I have an interesting problem that I’ve been trying to simplify. I have a telecommunications client who has several sign-up forms – each representing a different program/offer. Each form is essentially the same, but some have form fields that others do not. As you can imagine, this is a nightmare both in the database and in the CRUD code.
Right now as it stands, each form is processed individually and goes into a dedicated MySQL table for each application form. So horrifically, each application has a separate CRUD code. I wish to defer to the experienced as to how to best handle this situation.
I thought about parsing the form elements into CSV. I’d define a schema of sorts that identifies the elements so the CRUD can easily work off one table. However this is an issue because sometimes these form elements change which can make it difficult to keep everything organized and clean. I also though about having a base form with standard elements, then forms that are requiring different elements would be stored elsewhere with some FK.
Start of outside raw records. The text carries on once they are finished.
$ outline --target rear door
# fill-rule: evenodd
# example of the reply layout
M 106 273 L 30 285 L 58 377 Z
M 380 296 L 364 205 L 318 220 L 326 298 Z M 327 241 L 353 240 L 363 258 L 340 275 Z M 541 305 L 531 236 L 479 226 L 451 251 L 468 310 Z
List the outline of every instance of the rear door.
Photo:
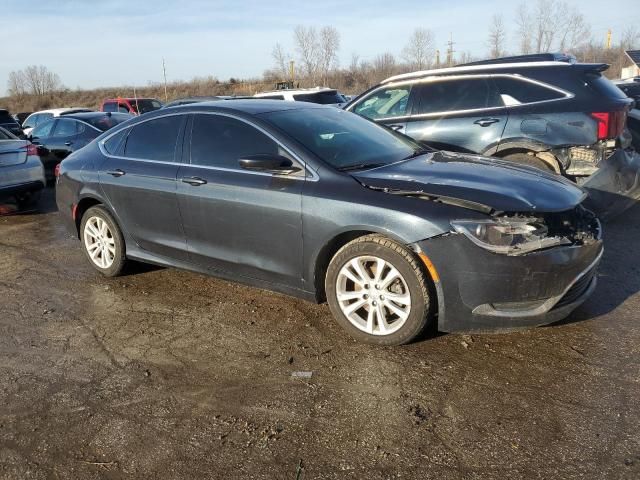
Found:
M 405 133 L 411 113 L 411 84 L 387 85 L 374 90 L 350 110 Z
M 440 150 L 472 153 L 500 143 L 507 110 L 487 77 L 434 77 L 414 89 L 410 137 Z
M 102 190 L 136 243 L 178 260 L 187 259 L 176 196 L 186 118 L 156 117 L 108 138 L 98 167 Z
M 243 170 L 247 155 L 280 154 L 272 137 L 245 120 L 194 114 L 190 164 L 178 198 L 192 261 L 233 276 L 300 286 L 304 168 L 291 176 Z

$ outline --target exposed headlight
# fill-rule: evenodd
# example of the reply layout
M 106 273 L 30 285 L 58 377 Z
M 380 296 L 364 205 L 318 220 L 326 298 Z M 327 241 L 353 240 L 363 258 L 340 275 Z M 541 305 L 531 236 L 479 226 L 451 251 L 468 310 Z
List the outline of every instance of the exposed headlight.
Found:
M 451 226 L 476 245 L 505 255 L 522 255 L 534 250 L 571 243 L 566 238 L 550 237 L 549 229 L 539 218 L 454 220 Z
I’m really at a loss as to what I could do to make this easier. I hate having several tables for applications, and several CRUDs for processing…
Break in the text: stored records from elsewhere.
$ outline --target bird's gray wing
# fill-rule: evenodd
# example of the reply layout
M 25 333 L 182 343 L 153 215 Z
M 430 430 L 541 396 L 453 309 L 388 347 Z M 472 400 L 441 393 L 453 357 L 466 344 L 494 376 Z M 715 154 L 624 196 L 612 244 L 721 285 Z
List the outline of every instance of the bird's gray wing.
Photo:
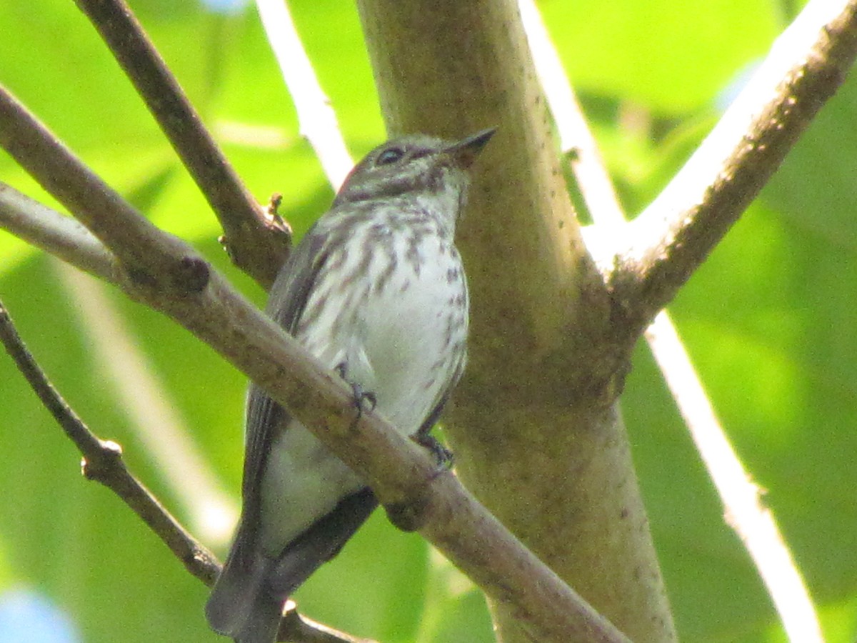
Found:
M 326 235 L 310 229 L 280 269 L 267 312 L 292 333 L 324 262 Z M 267 579 L 275 562 L 258 545 L 261 478 L 272 442 L 288 418 L 261 388 L 251 384 L 247 400 L 241 521 L 223 571 L 206 605 L 212 628 L 237 640 L 265 641 L 279 620 L 282 604 L 272 600 Z
M 266 312 L 293 334 L 319 270 L 324 264 L 327 235 L 313 226 L 295 248 L 277 275 Z M 251 383 L 247 398 L 242 521 L 258 525 L 261 476 L 277 430 L 285 425 L 285 411 Z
TLDR; How can I best manage processing/storing several unique/rather large (20 so elements) forms in a database and implement CRUD on them.
Thanks for your time.
EDIT I also just thought about implementing JSON or XML which would define the form elements and accepted data types. This could be modified by the system, and upon saving, could generate a cached HTML form page and updated SQL code for each application. That way, I can solve the editing problem. However, based on this implementation, I’d still need several tables.
One way to accomplish this would to be to have a base table that defines just a few fields common to all the forms, including some kind of ID. Then you have a separate table that stores all of the rest of the form data by name and value for each form. In effect, you have an object number, and then a set of attribute names/values for each piece of data in the form.
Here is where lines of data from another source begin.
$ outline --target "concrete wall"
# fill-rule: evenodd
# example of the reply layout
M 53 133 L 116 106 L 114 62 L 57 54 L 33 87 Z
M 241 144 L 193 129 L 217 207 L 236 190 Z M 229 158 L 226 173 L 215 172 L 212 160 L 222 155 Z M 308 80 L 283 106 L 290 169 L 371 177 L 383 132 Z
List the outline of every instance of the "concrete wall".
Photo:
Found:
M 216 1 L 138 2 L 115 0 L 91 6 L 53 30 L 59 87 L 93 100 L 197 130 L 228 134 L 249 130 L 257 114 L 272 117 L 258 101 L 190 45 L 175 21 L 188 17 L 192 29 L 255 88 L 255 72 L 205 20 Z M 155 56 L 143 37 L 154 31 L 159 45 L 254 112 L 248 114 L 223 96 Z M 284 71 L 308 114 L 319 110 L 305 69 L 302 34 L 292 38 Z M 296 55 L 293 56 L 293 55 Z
The trick here is to have a general-purpose hydration function that can turn any submission into a useful PHP object or array (whichever you prefer working with).
Since your database only deals in strings, your validation functions will need to be up to the task of knowing what is a valid submission and what isn’t. You won’t be able to depend on your database to reject invalid data.
Another approach is to use an object database. My favorite is MongoDB, which lets you store arbitrarily complex data as JSON, and even index/search by deeply-nested object attributes. But there are other tools that will get the job done, too.